Investors certainly have reason to believe a growth-to-value rotation is underway. After all, the data shows this is the case.
Accordingly, value stocks are now coming into focus for many investors. For those so inclined to seek out value today, these two top stocks are among the best in Canada. Here’s why.
Kirkland Lake Gold
The gold mining space is one that’s filled with a tremendous amount of value. The reason for this? Years of mismanagement and poor capital-allocation decisions have deterred investors from buying gold miners for some time. Additionally, gold as a commodity class hasn’t held its value as many investors expected of late.
For value investors, this is the perfect recipe to pick up some impressive long-term gains. Buying stocks when they’re unfavourable is the right time to do so. And given the valuation of Kirkland Lake Gold (TSX:KL)(NYSE:KL), it’s clear this is how the market continues to view gold miners right now.
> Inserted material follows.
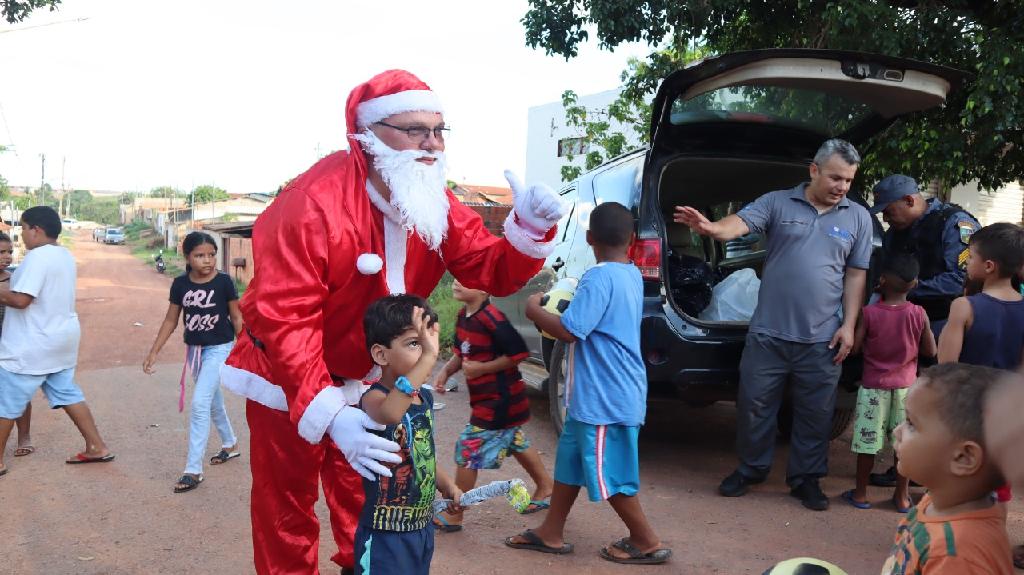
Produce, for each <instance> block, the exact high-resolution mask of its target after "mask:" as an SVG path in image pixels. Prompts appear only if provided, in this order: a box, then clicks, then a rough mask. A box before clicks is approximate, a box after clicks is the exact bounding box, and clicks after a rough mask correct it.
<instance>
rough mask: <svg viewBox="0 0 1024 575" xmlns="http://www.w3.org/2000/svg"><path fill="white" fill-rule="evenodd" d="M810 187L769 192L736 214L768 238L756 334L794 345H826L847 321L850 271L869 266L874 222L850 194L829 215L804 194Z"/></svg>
mask: <svg viewBox="0 0 1024 575" xmlns="http://www.w3.org/2000/svg"><path fill="white" fill-rule="evenodd" d="M806 187H807V183H802V184H800V185H798V186H797V187H795V188H793V189H783V190H779V191H772V192H770V193H766V194H764V195H762V196H761V197H759V198H757V200H756V201H755V202H753V203H752V204H750V205H749V206H746V207H745V208H743V209H742V210H740V211H739V212H738V213H737V214H736V215H737V216H739V218H740V219H741V220H743V221H744V222H746V226H748V227H750V228H751V231H752V232H758V233H761V234H763V235H765V236H766V238H767V248H766V249H767V252H768V259H767V260H766V261H765V266H764V273H763V274H762V275H763V277H762V278H761V291H760V292H759V294H758V308H757V310H755V312H754V317H753V318H752V319H751V331H753V333H755V334H763V335H765V336H770V337H772V338H778V339H780V340H785V341H787V342H800V343H820V342H827V341H830V340H831V339H833V336H835V335H836V330H837V329H839V326H840V324H842V313H843V311H842V310H843V280H844V278H845V276H846V268H848V267H853V268H860V269H867V268H868V266H869V265H870V259H871V234H872V229H871V217H870V215H869V214H868V213H867V210H866V209H864V208H863V207H862V206H860V205H858V204H856V203H853V202H850V201H849V200H848V198H846V197H844V198H843V201H842V202H840V203H839V204H838V205H837V206H836V207H834V208H833V209H830V210H828V211H827V212H825V213H823V214H818V211H817V210H816V209H815V208H814V206H811V203H810V202H808V201H807V198H806V197H805V196H804V189H805V188H806Z"/></svg>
Kirkland Lake trades at only 16 times earnings and roughly 10 times free cash flow, based on my estimates. That’s dirt cheap for any company. However, for a company that’s buoyed by rising gold prices, it’s even more so.
Kirkland Lake’s recent earnings show the power of rising gold prices on this miner’s income statement and balance sheet. The company posted earnings growth of 38% (a ridiculous level for gold miners). Additionally, revenue grew by 68% year over year, and cash flows ballooned accordingly.
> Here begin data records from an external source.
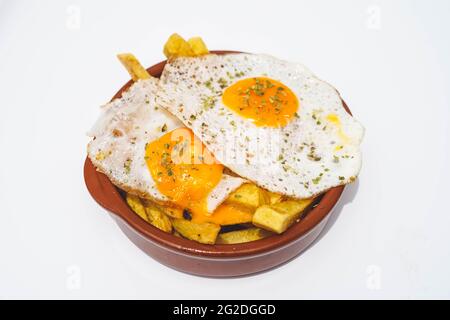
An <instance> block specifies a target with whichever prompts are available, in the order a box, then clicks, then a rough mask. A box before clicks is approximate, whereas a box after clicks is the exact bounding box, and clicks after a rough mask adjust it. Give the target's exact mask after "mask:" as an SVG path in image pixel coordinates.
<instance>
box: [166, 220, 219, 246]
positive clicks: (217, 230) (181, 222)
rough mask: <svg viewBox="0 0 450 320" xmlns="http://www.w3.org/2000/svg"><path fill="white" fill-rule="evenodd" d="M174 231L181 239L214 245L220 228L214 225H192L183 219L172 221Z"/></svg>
mask: <svg viewBox="0 0 450 320" xmlns="http://www.w3.org/2000/svg"><path fill="white" fill-rule="evenodd" d="M172 224H173V227H174V229H175V230H176V231H177V232H179V233H180V234H181V235H182V236H183V237H185V238H187V239H190V240H194V241H197V242H200V243H206V244H214V243H215V242H216V238H217V235H218V234H219V231H220V226H219V225H217V224H214V223H209V222H205V223H194V222H191V221H189V220H185V219H172Z"/></svg>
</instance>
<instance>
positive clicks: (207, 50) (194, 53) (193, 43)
mask: <svg viewBox="0 0 450 320" xmlns="http://www.w3.org/2000/svg"><path fill="white" fill-rule="evenodd" d="M188 43H189V46H190V47H191V49H192V52H193V53H194V55H195V56H201V55H203V54H207V53H209V51H208V48H207V47H206V44H205V42H203V39H202V38H200V37H192V38H190V39H189V40H188Z"/></svg>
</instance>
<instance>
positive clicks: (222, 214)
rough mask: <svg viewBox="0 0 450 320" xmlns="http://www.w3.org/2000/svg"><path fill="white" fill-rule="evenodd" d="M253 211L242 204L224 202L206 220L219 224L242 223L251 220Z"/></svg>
mask: <svg viewBox="0 0 450 320" xmlns="http://www.w3.org/2000/svg"><path fill="white" fill-rule="evenodd" d="M253 212H254V210H251V209H249V208H246V207H243V206H239V205H235V204H228V203H224V204H221V205H220V206H219V207H218V208H217V209H216V210H215V211H214V213H213V214H212V215H211V216H210V217H209V218H208V219H207V220H208V222H212V223H215V224H219V225H221V226H228V225H233V224H242V223H247V222H252V219H253Z"/></svg>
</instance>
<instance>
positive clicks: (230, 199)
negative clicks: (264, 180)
mask: <svg viewBox="0 0 450 320" xmlns="http://www.w3.org/2000/svg"><path fill="white" fill-rule="evenodd" d="M225 203H229V204H236V205H240V206H244V207H246V208H249V209H252V210H256V208H258V207H259V206H261V205H263V204H267V203H269V197H268V195H267V193H266V192H265V191H264V190H263V189H261V188H259V187H258V186H256V185H255V184H252V183H246V184H243V185H242V186H240V187H239V188H238V189H237V190H236V191H234V192H233V193H232V194H230V196H229V197H228V199H227V200H226V201H225Z"/></svg>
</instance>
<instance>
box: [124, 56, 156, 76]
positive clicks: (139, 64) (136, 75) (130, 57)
mask: <svg viewBox="0 0 450 320" xmlns="http://www.w3.org/2000/svg"><path fill="white" fill-rule="evenodd" d="M117 58H119V60H120V62H122V64H123V66H124V67H125V68H126V69H127V71H128V73H129V74H130V76H131V78H132V79H133V81H137V80H139V79H149V78H150V77H151V76H150V74H149V73H148V72H147V70H145V68H144V67H143V66H142V65H141V63H140V62H139V60H138V59H137V58H136V57H135V56H134V55H133V54H131V53H121V54H118V55H117Z"/></svg>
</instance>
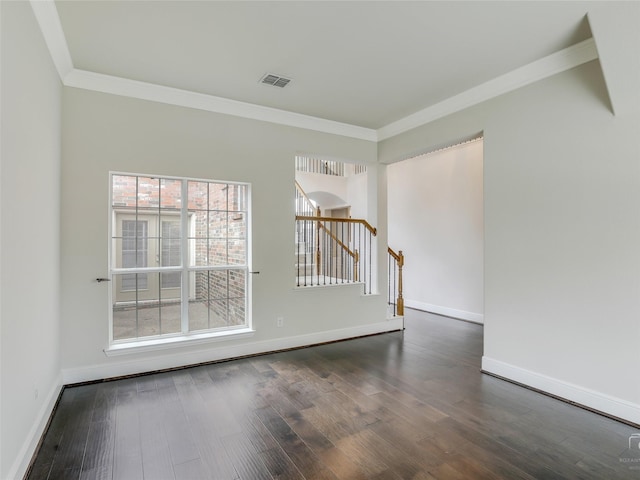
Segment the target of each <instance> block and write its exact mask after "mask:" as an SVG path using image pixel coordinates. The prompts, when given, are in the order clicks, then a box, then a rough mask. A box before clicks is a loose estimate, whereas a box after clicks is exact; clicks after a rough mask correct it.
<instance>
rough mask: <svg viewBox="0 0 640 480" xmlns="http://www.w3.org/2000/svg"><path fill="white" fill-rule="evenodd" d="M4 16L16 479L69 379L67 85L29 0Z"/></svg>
mask: <svg viewBox="0 0 640 480" xmlns="http://www.w3.org/2000/svg"><path fill="white" fill-rule="evenodd" d="M0 16H1V22H2V26H1V29H0V30H1V32H2V53H1V55H0V56H1V59H2V92H1V97H2V110H1V115H2V131H1V138H2V142H1V143H2V150H1V157H0V158H1V166H0V178H1V181H0V182H1V196H0V231H1V240H0V242H1V244H2V250H1V254H0V255H1V263H0V264H1V266H2V267H1V277H0V322H1V323H0V351H1V360H0V363H1V369H2V373H1V375H0V389H1V390H0V391H1V395H0V398H1V400H0V401H1V402H2V403H1V407H0V431H1V447H0V478H2V479H14V478H21V477H22V475H23V473H24V471H25V469H26V467H27V464H28V461H29V459H30V457H31V454H32V453H33V451H34V449H35V445H36V442H37V441H38V440H39V437H40V434H41V433H42V430H43V428H44V423H45V422H46V420H47V419H48V415H49V412H50V411H51V408H52V405H53V403H54V402H55V400H56V399H57V395H58V393H59V389H60V386H61V384H60V375H59V373H60V362H59V311H60V308H59V305H60V303H59V294H60V289H59V285H60V277H59V251H60V243H59V238H60V235H59V221H60V209H59V208H60V207H59V206H60V201H59V194H60V172H59V169H60V95H61V86H60V81H59V79H58V76H57V73H56V70H55V69H54V67H53V64H52V62H51V58H50V56H49V52H48V51H47V48H46V46H45V44H44V41H43V39H42V35H41V33H40V30H39V28H38V26H37V24H36V22H35V17H34V15H33V12H32V10H31V7H30V5H29V4H28V3H26V2H0ZM36 391H37V394H36Z"/></svg>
Kirkland Lake is a company that’s continued to increase its dividend rapidly of late. This is a gold miner that is returning value to shareholders instead of spending it on ridiculously overpriced projects right now. For conservative fundamental investors, what more could one want from a gold miner?
In my view, adding exposure to high-quality gold stocks like Kirkland is a great move. Such a decision provides investors with stability and a level of portfolio defensiveness that’s hard to find.
Alimentation Couche-Tard
For long-term growth plays like Alimentation Couche-Tard (TSX:ATD.B), the pandemic has not been friendly to shareholders. Like other pandemic-stricken businesses, revenues and earnings for Couche-Tard have taken a hit, as we all drive less and less. Gas station and convenience store sales continue to suffer in this environment.
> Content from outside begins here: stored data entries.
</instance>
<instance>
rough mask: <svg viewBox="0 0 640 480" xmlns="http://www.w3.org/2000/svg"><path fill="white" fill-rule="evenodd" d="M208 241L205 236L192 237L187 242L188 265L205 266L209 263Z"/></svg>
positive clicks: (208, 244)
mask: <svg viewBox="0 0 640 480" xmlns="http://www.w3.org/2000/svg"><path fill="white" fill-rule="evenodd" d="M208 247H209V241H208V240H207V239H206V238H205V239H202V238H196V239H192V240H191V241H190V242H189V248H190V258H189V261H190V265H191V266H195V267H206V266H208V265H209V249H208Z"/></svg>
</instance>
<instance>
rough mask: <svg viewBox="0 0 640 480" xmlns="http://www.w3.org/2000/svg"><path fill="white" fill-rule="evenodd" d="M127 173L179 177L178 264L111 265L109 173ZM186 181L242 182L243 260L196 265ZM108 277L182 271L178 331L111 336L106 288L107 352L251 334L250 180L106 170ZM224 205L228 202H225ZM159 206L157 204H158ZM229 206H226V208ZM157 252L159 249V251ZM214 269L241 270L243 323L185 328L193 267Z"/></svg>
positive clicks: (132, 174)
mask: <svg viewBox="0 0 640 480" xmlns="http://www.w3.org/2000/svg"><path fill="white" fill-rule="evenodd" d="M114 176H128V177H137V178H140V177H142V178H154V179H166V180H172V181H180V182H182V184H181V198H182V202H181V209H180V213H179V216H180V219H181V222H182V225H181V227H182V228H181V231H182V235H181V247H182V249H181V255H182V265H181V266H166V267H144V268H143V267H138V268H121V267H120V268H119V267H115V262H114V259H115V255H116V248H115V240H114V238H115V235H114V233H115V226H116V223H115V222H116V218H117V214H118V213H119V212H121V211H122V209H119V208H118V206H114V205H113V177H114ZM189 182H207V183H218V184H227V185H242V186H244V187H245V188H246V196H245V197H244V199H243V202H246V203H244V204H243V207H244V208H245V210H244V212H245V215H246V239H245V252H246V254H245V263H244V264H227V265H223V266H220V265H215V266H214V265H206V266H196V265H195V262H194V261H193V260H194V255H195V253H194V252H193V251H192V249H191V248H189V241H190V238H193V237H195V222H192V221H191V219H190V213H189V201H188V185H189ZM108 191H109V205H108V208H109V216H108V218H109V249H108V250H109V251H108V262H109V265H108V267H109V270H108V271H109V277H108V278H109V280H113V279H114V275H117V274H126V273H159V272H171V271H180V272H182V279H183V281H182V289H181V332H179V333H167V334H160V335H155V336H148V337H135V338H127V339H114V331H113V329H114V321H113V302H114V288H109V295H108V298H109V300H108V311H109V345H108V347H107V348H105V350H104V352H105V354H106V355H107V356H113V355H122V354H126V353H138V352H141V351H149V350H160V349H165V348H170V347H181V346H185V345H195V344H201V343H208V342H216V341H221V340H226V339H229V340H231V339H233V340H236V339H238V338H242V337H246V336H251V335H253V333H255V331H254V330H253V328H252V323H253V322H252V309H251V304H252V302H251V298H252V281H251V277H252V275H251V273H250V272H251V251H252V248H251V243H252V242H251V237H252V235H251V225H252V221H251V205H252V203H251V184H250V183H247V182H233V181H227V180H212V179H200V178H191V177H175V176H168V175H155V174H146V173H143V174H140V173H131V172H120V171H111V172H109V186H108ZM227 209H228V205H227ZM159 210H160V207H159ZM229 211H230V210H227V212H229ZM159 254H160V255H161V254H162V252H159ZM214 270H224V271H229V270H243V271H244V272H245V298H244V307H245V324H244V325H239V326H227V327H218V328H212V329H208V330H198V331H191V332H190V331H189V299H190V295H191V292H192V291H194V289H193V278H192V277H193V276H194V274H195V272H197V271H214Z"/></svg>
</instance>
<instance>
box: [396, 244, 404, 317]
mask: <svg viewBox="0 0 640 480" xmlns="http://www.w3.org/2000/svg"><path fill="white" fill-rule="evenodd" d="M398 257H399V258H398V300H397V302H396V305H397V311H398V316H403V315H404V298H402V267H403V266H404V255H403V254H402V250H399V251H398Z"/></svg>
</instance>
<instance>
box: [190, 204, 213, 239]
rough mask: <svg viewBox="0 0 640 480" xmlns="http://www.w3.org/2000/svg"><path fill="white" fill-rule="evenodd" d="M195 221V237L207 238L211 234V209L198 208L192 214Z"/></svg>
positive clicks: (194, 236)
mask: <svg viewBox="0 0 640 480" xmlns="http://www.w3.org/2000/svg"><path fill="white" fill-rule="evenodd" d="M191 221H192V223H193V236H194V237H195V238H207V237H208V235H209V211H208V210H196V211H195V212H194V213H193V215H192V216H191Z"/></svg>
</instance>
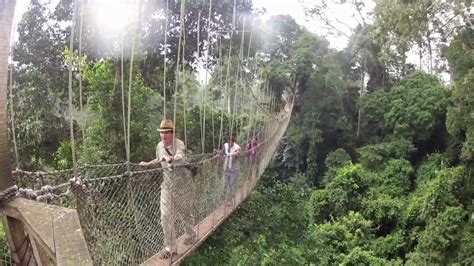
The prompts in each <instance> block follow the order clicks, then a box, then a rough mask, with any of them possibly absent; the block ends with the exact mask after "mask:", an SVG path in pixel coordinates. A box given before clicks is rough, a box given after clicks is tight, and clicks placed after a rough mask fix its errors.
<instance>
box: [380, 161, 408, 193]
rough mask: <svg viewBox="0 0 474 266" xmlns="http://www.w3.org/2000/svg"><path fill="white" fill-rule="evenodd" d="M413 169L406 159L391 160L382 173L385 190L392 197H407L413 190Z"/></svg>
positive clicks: (381, 172)
mask: <svg viewBox="0 0 474 266" xmlns="http://www.w3.org/2000/svg"><path fill="white" fill-rule="evenodd" d="M412 176H413V168H412V166H411V164H410V162H409V161H407V160H405V159H391V160H389V161H388V162H387V164H386V165H385V168H384V169H383V171H382V172H381V173H380V177H381V179H382V180H381V181H382V186H383V190H384V192H385V193H387V194H388V195H391V196H392V197H400V196H403V195H407V194H408V192H409V191H410V189H411V179H412Z"/></svg>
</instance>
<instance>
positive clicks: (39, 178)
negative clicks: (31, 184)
mask: <svg viewBox="0 0 474 266" xmlns="http://www.w3.org/2000/svg"><path fill="white" fill-rule="evenodd" d="M32 177H33V179H34V180H35V181H38V180H43V179H44V173H43V172H41V171H36V172H33V174H32Z"/></svg>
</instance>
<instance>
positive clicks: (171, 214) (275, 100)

However, there’s certainly hope for investors. The pandemic reopening thesis is very strong for companies like Couche-Tard. And when cash flows return to normal, investors can expect to see capital inflows once again into this growth play.
Until then, investors remain concerned about a lack of acquisition activity for Couche-Tard. A growth-by-acquisition play, Couche-Tard brings home the bacon in terms of M&A deals. With slower deal flow of late, investors don’t have a lot to cheer about with this stock.
Accordingly, Couche-Tard’s existing dirt-cheap valuation reflects these concerns. In fact, I believe the company’s valuation more than reflects these concerns today.
Those bullish on brighter days ahead will certainly want to look at value stocks like Couche-Tard today.